NY bill would give critters due process after P'Nut the squirrel was seized, beheaded by DEC agents

Yahoo09-04-2025

Don't tread on P.
State Republicans are pushing a bill that would give animals seized by the government a stay of execution after internet-famous P'Nut the Squirrel was decapitated by the government last year.
P'Nut's grieving owners Mark and Daniela Longo joined with state Assemblyman Jake Blumencranz (R-Nassau) at the state Capitol Tuesday to unveil 'Peanut's Law: The Humane Animal Protection Act' — which would require the Department of Environmental Conservation to wait 72 hours before euthanizing any seized animals.
'I sit here trying not to cry, but passing this law will be a movement to make sure that animal rights are not overlooked anymore,' an emotional Mark Longo told a large crowd gathered at the foot of the Capitol's Million Dollar Staircase.
'I loved those animals to death,' he added, referring to P'Nut and another pet named Fred the Squirrel that was seized in the same raid and also put down. 'And today is a day that we push forward to make sure that this tragedy never happens again.'
The owner wore a tiny cowboy hat P'Nut had worn in social media posts pinned to his lapel.
The critters were housed at the Longos' upstate farm before a DEC raid on Oct. 30, 2024 that officials said was sparked by anonymous complaints of animal mistreatment.
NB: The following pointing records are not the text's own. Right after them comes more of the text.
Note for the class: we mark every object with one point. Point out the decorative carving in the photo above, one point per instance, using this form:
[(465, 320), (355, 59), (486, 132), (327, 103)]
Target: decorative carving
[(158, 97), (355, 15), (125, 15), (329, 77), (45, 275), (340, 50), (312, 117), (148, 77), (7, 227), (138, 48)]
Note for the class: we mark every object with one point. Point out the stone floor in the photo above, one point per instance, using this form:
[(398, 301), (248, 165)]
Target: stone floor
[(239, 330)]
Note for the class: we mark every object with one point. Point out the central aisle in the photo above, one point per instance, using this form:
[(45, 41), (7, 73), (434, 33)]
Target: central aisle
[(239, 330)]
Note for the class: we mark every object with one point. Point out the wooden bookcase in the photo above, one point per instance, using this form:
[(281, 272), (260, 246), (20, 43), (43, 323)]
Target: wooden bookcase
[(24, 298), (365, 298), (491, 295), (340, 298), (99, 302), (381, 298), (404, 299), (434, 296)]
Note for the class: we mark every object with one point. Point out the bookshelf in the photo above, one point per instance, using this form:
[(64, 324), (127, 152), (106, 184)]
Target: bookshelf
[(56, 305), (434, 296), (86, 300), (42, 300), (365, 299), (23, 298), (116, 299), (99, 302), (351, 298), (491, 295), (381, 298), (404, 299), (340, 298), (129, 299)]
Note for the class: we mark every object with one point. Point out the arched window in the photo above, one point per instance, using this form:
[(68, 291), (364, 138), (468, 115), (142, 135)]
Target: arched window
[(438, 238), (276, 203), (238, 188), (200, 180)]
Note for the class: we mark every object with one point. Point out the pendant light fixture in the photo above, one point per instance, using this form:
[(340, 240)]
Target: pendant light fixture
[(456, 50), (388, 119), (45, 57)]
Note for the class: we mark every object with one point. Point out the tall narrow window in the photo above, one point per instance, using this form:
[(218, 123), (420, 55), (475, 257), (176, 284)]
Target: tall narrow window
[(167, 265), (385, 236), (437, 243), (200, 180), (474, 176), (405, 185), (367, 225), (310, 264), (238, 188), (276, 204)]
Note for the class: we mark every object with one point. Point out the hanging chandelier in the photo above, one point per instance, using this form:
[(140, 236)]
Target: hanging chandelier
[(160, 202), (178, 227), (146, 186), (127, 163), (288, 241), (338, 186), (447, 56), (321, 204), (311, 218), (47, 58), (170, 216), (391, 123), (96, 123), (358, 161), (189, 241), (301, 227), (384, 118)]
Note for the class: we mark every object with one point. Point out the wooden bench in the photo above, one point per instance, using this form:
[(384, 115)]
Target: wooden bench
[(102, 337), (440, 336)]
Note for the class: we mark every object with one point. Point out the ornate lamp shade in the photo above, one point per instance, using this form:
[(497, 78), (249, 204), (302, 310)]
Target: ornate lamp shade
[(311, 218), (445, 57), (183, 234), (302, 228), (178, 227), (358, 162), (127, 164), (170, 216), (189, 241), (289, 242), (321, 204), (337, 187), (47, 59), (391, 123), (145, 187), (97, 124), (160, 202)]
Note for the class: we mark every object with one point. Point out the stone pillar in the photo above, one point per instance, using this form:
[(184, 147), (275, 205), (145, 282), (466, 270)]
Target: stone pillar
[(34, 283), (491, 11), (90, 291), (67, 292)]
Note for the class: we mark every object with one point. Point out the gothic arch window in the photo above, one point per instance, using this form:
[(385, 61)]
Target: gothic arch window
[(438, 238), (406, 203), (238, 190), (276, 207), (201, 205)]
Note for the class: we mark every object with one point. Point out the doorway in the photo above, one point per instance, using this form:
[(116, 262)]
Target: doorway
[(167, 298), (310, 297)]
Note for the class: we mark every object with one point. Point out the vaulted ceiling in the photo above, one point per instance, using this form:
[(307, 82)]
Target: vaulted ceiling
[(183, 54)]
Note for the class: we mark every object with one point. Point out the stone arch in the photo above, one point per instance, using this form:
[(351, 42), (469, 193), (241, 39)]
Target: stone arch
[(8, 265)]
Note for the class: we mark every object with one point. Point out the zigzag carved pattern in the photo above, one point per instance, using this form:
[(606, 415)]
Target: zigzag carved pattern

The animals' heads were cut off by state officials within hours so their brains could be tested for rabies after the frightened squirrel allegedly bit a handler's leather glove — setting off a massive backlash to the DEC's behavior.
'His death stopped people in their tracks, from the president of the United States to the chief justice of the Supreme Court, to celebrities to everyday New Yorkers,' said Assemblyman Blumencranz, who pointed out that the tests which cost P'Nut and Fred their lives came back negative for rabies.
'They were not dangerous. They were not sick. They were not wild threats roaming the streets. They were rescues — loved, nurtured, and safe,' he said.
'Here is the cold, hard truth. It is too little, too late. Words don't save P'Nut and Fred, and words won't save the next animal, or the next family, unless we change the law.'
The bill would also require an administrative hearing before any animals can be seized or euthanized from wildlife sanctuaries, unless their is hard proof of an immediate threat to the public.
During the announcement Tuesday, Longo and other speakers stood before a lectern adorned with banner emulating the yellow Revolutionary War-era Gadsden flag — with the image of rattlesnake replaced by a squirrel perched atop the words 'Don't Tread on Me.'
There was also a picture of Fred, and one of P'Nut in his tiny one-gallon cowboy hat.